Faith had been left in the Elkhart County Humane Society's drop box. She had been malnourished and basically left for dead. She was a bit timid and was very, very skinny. When she walked in the door that February evening, she b-lined it towards Jeff, laid her head on his lap and it was all over. The deal was sealed 2 hours later when Jeff stated, "She's not going to be leaving here at the end of the week..." in an almost question like manner. " Well, it's up to you," I said. "No..it wasn't a question..it was a statement...she's not leaving at the end of two weeks," Jeff replied. She had him at "ruff."
Whenever Jeff's depression or anxiety would hit Faith would saddle up to him, forcing him to pet her head and she would jump on the bed and lay right next to him. I remember telling Jeff that day before she came to us that he just needed a little Faith to get through his depression. And here she was...our little Faith. On March 18th, 2004 we adopted her. She became ours.

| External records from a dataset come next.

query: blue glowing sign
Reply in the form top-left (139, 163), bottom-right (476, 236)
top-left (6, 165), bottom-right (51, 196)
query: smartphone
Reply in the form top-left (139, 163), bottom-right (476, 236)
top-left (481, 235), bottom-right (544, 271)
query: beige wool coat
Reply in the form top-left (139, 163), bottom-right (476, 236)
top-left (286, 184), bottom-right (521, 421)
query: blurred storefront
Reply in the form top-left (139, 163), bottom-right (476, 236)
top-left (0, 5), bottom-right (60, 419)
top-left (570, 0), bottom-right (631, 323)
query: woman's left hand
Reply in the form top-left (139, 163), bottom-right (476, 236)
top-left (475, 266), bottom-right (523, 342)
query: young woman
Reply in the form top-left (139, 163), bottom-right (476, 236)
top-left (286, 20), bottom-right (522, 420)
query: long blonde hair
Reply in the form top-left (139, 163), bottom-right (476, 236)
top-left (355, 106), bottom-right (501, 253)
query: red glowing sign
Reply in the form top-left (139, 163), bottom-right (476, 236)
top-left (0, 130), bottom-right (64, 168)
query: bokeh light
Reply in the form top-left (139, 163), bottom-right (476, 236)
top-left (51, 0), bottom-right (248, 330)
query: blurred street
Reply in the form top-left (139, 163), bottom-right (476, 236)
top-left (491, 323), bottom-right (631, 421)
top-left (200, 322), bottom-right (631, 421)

She'd nip at our backside every time we'd swat a bug off the wall or at a fly in the air. She could catch a fly with her mouth and spit it out at the door so that we could open the door and let the fly go free. She barked at the mail lady and knew right away when it was supposed to be mail time as she'd lay on the carpet by the door. She had a ferocious bark but the wettest lick and more excitement than a diabetic on Red Bull. She'd don a sweatshirt in the winter to stay warm when it was cold out.
Over the last 6 years, Faith has been more than just our family pet. She is totally our little girl. As we've tried to have children and in failed attempt after failed attempt to conceive, she knew what was going on and was the hug we needed, the unconditional love...she was our little girl.
We once had someone say to us that an animal is not the same as a human; they can't communicate their needs in words, make a conscience decision, or even be able to rational anything. They may have been right about those things. But to us, those don't make a human being human. Faith loved us no matter what....even when we were having a bad day and may have yelled a little at her. Or when we had to leave her for a few days with someone else caring for her in order to go out of town. And even more so she loved us when we were hurting inside and needed her unconditional love.
Yesterday she wasn't herself. She couldn't stay on her feet and kept falling. She couldn't keep anything down in her stomach, even water. She was lethargic. It wasn't our little Faith anymore. After an emergency visit to the Vet, we have learned that we may have very little time with her left. So now we try to keep her comfortable. As we try to just live day to day with her, the memories of our past come rushing in and fill our every being. We can't help but cry about the memories of the past knowing that the memories of the present and future are limited. When its time and she has to cross over to dog heaven, the rainbow bridge, or wherever all good dogs go when they pass away, it will be one of the most difficult things we ever experience. Because she is our little girl.
Today we try to have a little Faith. For she will not pass this way again.